La Maison Blanche a promis lundi une réponse « très conséquente ».

Les tensions se sont fortement intensifiées dans la région suite à l’attaque en Jordanie, déjà instable après la Attaque du Hamas le 7 octobre sur Israël et la réponse dévastatrice d’Israël à Gaza.

Les craintes se sont accrues quant à la possibilité d’une conflagration régionale dans un contexte attaques des rebelles Houthis du Yémen sur la navigation en mer Rouge et les tournées quasi quotidiennes de incendie transfrontalier entre Israël et le groupe armé libanais Hezbollah.

Ces dernières semaines, des groupes armés soutenus par l’Iran ont intensifié leurs attaques contre des bases militaires américaines en Irak et en Syrie voisine, en réponse à la campagne militaire israélienne dans la bande de Gaza.

Les groupes soutenus par l’Iran ont décrit leurs frappes comme des représailles au soutien de Washington à la guerre israélienne contre Gaza et affirment qu’elles visent à repousser les forces américaines hors de la région.

Ces derniers mois, les États-Unis ont frappé des cibles en Irak, en Syrie et au Yémen pour répondre aux attaques contre les forces américaines dans la région et pour dissuader les rebelles Houthis soutenus par l’Iran de continuer à menacer les navires commerciaux dans la mer Rouge.

Le Kremlin, proche allié de Téhéran, a appelé mardi à une désescalade au Moyen-Orient.

“À notre avis, le niveau général de tension est très alarmant et, au contraire, le moment est venu de prendre des mesures pour apaiser les tensions”, a déclaré le porte-parole du Kremlin, Dmitri Peskov, aux journalistes à Moscou.

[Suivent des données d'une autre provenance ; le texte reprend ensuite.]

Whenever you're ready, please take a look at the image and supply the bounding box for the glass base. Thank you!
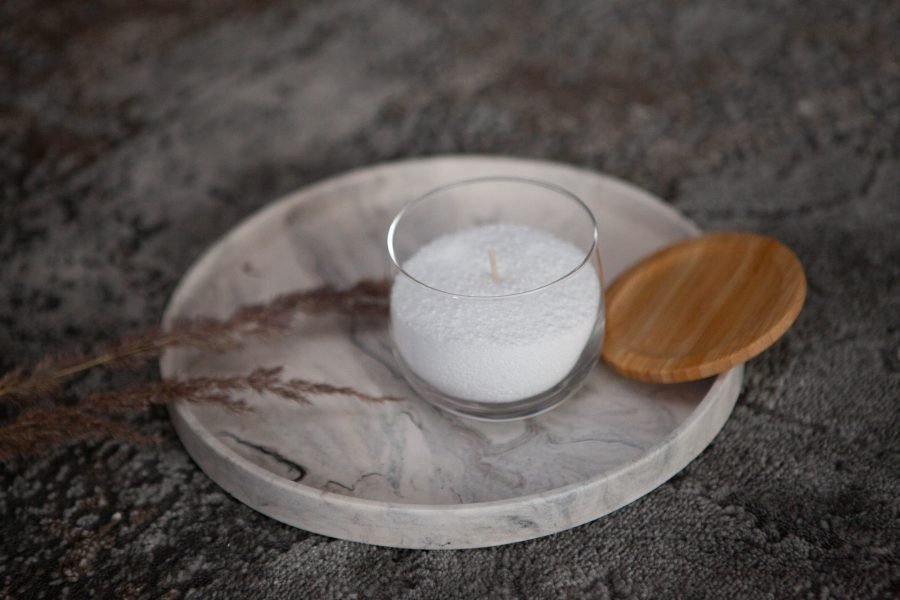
[394,325,603,421]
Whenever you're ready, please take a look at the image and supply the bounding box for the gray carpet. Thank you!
[0,0,900,598]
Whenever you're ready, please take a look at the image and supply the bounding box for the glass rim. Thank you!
[387,175,599,300]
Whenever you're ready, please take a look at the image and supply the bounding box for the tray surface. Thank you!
[161,156,743,548]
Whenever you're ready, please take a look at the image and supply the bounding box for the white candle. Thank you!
[391,224,602,402]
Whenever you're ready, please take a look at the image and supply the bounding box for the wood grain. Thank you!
[603,233,806,383]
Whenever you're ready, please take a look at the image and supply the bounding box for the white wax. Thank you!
[391,224,600,402]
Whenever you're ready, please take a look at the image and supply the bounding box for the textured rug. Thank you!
[0,0,900,598]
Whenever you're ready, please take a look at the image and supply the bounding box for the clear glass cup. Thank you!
[387,177,604,420]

« C’est la seule chose qui peut nous aider à empêcher une nouvelle propagation du conflit, en particulier au Moyen-Orient, et à parvenir d’une manière ou d’une autre à une désescalade et à une désescalade. »

La Chine a également mis en garde contre un « cycle de représailles » au Moyen-Orient.

Pékin entretient des liens étroits avec la Russie et l’Iran, tous trois cherchant à remettre en question ce qu’ils considèrent comme l’hégémonie mondiale de Washington.